With college students enjoying Myrtle Beach, many of them are 21, and they live on their own at school and know how their bodies will handle alcohol. The same can’t be said for teenagers. For many of them, it’ll be their first time drinking and their first time unsupervised.

This week and next week, troopers will be on high alert for spring breakers driving under the influence, especially near Ocean Boulevard, where most of them usually stay.

Another problem during high school spring breaks is underage alcohol sales. Many teenagers go the route of “shouldering.” That’s when an underage person finds a random person in the parking lot, and offers to pay them $20 in exchange for the stranger buying them alcohol.

Corporal Sonny Collins with the South Carolina Highway Patrol said law enforcement agencies will be watching parking lots closely and it’s not anything you’d want to get caught up in.

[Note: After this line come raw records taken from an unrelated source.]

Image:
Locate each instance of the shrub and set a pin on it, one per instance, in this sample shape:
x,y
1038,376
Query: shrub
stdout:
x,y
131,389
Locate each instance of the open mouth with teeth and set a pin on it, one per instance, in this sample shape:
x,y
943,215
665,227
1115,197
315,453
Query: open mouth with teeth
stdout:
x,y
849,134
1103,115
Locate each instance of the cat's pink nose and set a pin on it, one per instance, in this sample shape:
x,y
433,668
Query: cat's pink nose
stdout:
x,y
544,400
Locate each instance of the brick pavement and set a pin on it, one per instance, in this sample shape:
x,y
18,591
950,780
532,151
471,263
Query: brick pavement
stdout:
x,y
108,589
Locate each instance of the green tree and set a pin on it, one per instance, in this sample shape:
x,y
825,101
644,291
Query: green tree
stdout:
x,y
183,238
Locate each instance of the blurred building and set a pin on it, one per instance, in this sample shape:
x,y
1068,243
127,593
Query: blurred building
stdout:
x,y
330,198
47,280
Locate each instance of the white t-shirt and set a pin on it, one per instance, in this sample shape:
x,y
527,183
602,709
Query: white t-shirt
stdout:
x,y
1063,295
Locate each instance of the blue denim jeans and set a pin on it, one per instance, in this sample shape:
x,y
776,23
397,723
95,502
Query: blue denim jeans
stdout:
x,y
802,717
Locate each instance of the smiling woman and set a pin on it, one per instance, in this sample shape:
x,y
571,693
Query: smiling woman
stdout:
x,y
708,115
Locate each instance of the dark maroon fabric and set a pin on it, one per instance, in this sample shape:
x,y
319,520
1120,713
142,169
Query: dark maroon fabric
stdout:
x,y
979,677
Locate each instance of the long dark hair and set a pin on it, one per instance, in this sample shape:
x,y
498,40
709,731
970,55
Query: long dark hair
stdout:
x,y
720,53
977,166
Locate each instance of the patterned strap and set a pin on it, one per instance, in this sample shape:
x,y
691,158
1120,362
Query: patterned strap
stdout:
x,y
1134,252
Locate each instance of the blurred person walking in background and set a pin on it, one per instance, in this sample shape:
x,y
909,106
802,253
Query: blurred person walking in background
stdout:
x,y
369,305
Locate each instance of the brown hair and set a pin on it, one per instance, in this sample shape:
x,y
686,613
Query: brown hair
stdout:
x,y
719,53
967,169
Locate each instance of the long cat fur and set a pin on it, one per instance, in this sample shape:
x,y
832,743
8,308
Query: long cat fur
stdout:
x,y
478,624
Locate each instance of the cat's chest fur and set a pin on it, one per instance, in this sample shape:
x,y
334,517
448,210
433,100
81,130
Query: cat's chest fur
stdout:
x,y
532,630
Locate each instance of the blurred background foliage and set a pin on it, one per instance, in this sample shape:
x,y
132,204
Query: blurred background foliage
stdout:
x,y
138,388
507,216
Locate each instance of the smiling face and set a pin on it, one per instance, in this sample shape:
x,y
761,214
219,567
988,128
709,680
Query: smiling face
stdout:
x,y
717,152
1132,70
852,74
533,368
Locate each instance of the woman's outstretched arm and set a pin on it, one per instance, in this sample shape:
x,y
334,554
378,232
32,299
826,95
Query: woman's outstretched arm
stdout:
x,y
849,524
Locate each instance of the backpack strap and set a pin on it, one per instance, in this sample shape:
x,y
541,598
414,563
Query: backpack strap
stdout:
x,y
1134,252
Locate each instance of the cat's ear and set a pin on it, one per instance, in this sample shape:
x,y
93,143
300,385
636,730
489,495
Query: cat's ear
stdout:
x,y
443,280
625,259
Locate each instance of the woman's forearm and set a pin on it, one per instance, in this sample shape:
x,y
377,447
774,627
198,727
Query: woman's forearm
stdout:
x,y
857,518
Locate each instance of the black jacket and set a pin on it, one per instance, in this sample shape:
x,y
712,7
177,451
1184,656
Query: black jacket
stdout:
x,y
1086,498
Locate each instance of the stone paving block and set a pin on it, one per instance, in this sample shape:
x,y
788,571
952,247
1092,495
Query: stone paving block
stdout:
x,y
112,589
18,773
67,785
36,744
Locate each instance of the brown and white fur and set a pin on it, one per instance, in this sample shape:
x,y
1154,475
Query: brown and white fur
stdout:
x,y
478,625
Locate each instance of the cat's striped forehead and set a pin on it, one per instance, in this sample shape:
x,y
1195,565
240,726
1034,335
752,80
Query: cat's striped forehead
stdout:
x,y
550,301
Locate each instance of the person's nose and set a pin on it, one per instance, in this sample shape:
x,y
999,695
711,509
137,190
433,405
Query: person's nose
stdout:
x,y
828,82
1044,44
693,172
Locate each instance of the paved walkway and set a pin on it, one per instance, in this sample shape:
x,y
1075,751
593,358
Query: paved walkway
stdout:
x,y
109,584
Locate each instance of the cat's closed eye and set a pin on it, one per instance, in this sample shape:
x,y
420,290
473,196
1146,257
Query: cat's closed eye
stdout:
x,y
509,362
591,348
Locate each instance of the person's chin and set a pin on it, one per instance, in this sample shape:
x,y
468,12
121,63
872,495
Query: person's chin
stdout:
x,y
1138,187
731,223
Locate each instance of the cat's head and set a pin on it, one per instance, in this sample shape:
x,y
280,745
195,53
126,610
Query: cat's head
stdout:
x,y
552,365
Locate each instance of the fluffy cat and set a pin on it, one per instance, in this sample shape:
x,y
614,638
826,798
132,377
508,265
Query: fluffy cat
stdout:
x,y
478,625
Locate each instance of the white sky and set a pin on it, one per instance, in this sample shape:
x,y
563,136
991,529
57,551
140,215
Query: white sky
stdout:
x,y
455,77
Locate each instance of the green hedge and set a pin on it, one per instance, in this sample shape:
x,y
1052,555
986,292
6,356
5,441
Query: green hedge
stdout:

“There’s a penalty for that. It’s not a good decision. If you have a teenager looking for alcohol, deter them from doing that and send them elsewhere because you buying them that alcohol is not only putting you in a bad spot, if they were to go out and get in a crash or something like that, you can put yourself in a very precarious situation,” advises Cpl. Collins.

Cpl. Collins adds he hates to see it, but statistics show many kids die over spring break. They don’t know how much is too much or how their bodies will respond to alcohol. That’s a problem Cpl. Collins says he sees every year. He’s seen too many life-changing decisions made on spring break week. Or worse, he’s seen many deaths because of bad decisions.

Troopers with the South Carolina Highway Patrol talked to many high schoolers in our area urging them to make the right decisions, but Cpl. Collins said unfortunately he knows it’s not going to deter everyone.

“We try to give them the message, we try to talk to them but we know someone that is down here over the next two weeks will make a very bad decision and unfortunately there’s no coming back from that,” explains Cpl. Collins. “Once that decision has been made they have to face the consequences of that, whether it is jail, the loss of scholarships whatever it is. But hopefully, that person, others can learn from them.”

Collins said troopers will be sitting along Hwy 501 and will be visible when these spring breakers get into town. They’ll also be along the boulevard hoping their visibility will deter bad decisions.